Lynch Syndrome, one of the most common hereditary syndromes, increases the lifetime risk of developing cancers of other organs, such as colon, stomach, small intestines, liver, kidney, uterus, brain, pelvis and prostate.
MedGenome, in collaboration with Kailash Cancer Hospital and Research Center (KCHRC), Goraj, examined the feasibility of treating Lynch Syndrome using a personalized cancer vaccine approach by identifying potential immunogenic tumour specific alterations.
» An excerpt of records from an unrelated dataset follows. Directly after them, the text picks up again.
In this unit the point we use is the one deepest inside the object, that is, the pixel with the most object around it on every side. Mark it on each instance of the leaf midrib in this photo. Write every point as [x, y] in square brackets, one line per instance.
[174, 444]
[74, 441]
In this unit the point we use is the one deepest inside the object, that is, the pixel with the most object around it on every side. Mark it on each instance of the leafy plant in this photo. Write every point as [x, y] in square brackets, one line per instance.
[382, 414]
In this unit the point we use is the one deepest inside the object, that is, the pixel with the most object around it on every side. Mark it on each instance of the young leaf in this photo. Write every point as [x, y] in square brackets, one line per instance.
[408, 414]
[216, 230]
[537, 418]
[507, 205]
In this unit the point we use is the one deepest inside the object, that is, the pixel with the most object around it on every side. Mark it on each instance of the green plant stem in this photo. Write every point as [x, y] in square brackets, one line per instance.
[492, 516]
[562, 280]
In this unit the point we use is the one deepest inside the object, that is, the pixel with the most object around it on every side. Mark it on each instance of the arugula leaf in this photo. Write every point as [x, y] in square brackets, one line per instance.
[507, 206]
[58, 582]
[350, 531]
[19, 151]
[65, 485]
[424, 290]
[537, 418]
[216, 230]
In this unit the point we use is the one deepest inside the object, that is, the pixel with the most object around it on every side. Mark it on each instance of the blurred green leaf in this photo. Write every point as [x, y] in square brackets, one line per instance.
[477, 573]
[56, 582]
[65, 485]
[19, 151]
The company used its proprietary neoepitope prioritization pipeline – OncoPeptVAC – to select potential immunogenic peptides from whole-exome and RNA-seq data generated from patient tumour. From a list of over 50 predicted neoepitopes, three neoepitopes were tested in an ex vivo CD8+ T cell activation assay confirming their immunogenicity.
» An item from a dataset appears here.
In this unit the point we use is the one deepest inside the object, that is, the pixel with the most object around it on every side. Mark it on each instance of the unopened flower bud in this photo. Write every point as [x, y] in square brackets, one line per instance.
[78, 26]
Explaining the working of this potential vaccine treatment, Amit Chaudhuri, Vice-President, R&D at MedGenome, said since cancer mutations are recognized by the body’s immune system as foreign, tumour cells carrying these mutations are often eliminated. So, it is often very challenging to predict which mutations are potentially immunogenic. The answer to such challenging conditions are good cancer vaccines.
MedGenome has built a bioinformatic pipeline to predict potential cancer vaccines by analysing a patient’s tumour using next generation sequencing. The process involves sequencing tumour DNA to identify all cancer mutations, using RNA sequencing data to ascertain the mutations that are expressed by the tumour cells, and analysing the properties of the mutated amino acid to predict whether it will be recognized by the T cell receptor.
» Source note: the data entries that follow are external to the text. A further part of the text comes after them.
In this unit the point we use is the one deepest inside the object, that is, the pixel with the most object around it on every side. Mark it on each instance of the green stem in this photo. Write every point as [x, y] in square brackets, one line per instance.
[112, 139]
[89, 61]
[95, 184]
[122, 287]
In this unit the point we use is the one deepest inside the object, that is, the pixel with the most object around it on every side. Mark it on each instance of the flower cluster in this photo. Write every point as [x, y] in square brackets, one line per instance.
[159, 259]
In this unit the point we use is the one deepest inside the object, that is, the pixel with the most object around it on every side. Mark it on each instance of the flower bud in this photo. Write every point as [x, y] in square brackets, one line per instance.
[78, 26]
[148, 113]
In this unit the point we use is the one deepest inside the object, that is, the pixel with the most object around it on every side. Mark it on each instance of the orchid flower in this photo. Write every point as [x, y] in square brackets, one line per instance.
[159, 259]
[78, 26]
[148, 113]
In the lynch syndrome study, the patient’s tumour contained over 900 cancer mutations, of which about 50 were predicted to be immunogenic – which means that these mutations or neoepitopes were predicted to be recognized by the T cells to mount an immune response. Three predicted neoepitopes were tested in an assay and were found to activate T cells, validating that the prediction was correct. These three neoepitopes can be used as vaccines for treating the patient. It is likely that many of the 50 predicted epitopes will also be immunogenic, although it was not tested in the experiment. The assay is time consuming, laborious and requires specialized skill-sets to perform.
According to Dr. Rakshit Shah, surgical oncologist, KCHRC, Vadodara, the screening for genetic mutation in colorectal cancer patients, especially those with a familial history, could help in identifying those that are vulnerable to the disease.
“Such genetic-based screening could be an efficient way of preventing colorectal cancer. Families with history of colorectal cancer like Lynch syndrome should be advised to undergo genetic screening and if they carry mutations like MLH1, they are likely to develop the disease before the age of 50. “Our study is unique, as genetic screening in familial colorectal cancer has not been widely reported in India,” he added.
“Given that Lynch syndrome has limited treatment options, this study provides a basis for considering a cancer vaccine approach that could be used either as monotherapy or in combination with established immuno-oncology or chemotherapy drugs,” said Dr. Amit Chaudhuri, who co-authored the study.
Talking about the potential development of the vaccine, Dr Chaudhuri added that the company’s pipeline is the front-end of a long chain of processes that will lead to a product that can be given to the patient. “A big challenge is GMP manufacturing of peptides for individual patients, and formulating the peptides with appropriate adjuvants so that the vaccines can evoke a strong immune response in the patient.,” he added.